Preliminary numbers from the annual three-day count taken in the county also revealed that those who live in these camps, or in their cars, or inside an abandoned structure, may be getting younger overall, said Larry Singer, director of Good Neighbor Alliance.
“We ran into folks who are 20-25 years old, a lot more in that category,” he said.
“This is just an observation,” Singer added. “But we saw very young people who have had domestic violence issues, or parents who didn’t want to deal with their addiction issues. We have people who ended up in jail and came out and have nowhere to go.”
They also found people who have been homeless since they were teenagers, are now in their 60s and have no interest in living in a traditional residence, Singer said.
Counting the homeless, Singer said, is always an “eye-opening experience.”
“People are aware of homelessness, but most people really don’t have a true understanding of homelessness until you walk 80 meters off Fry Boulevard and find a homeless camp,” Singer said. “It’s everything from living in a car, to living in a tent, to digging themselves into a wash and building a structure over their head, to living in an abandoned building.”

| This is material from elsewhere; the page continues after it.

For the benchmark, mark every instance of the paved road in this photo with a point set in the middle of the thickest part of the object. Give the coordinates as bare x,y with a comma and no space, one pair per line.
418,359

“Everybody is just trying to find their own way,” Singer said.
The count, done between Jan. 22 and Jan. 24, preliminarily shows that there are currently 72 homeless people in Cochise County. That’s 37 less people than in 2019. Of those 72 people, 40 are homeless in Sierra Vista, Singer said.
“Homeless folks, for the most part, migrate to areas where they can have services, infrastructure, and a population that supports panhandling,” Singer said.
Singer pointed out one caveat. He and his crew found some empty camps that looked as if they were lived in. If no one was around when the count was done, they were not included in the tally.
“Sometimes people learn that we’re doing the count and they disappear,” Singer said.
The count uncovered 14 homeless camps, but only eight of them were occupied, said Sierra Vista code enforcement officer Jessica Vannoy. Four years ago, Vannoy found 40 active camps.
Two days before the count was done, Vannoy was flown over the city in a county helicopter so that she could find homeless camps, said Sierra Vista Community Development Director Matt McLachlan.
“The camps are all over the place, mostly within a four-mile radius of Walmart,” Vannoy said. “There are tons and tons of garbage. One camp usually has between two and five people living in it.”
Vannoy said she believes the decrease in the homeless population could be owed to the city’s efforts to identify the camps and clear them out, as well as a collaboration between the city and Good Neighbor Alliance.
Additionally, private property owners are paying more attention to vacant parcels and they’re working with city officials to allow them to trespass intruders.
Cleanups done on many of the properties after homeless camps have been cleared away have cost thousands of dollars, Vannoy said.
Singer said he is working with Sierra Vista Police to launch a program locally that mirrors one in Flagstaff called Better Bucks.
It involves the donation of money to participating businesses for food or grocery vouchers for the homeless. The vouchers cannot be used for drugs or alcohol.
Good Neighbor Alliance is also working with Sierra Vista’s Community Development Department under McLachlan to possibly earmark some buildings or properties that could be used to provide more shelter space.
“The city has a vested interest to get the homeless off the street, as we all do,” Singer said. “It’s a group effort to make sure we have adequate space, resources and property, to house folks. There’s not enough housing to go around.”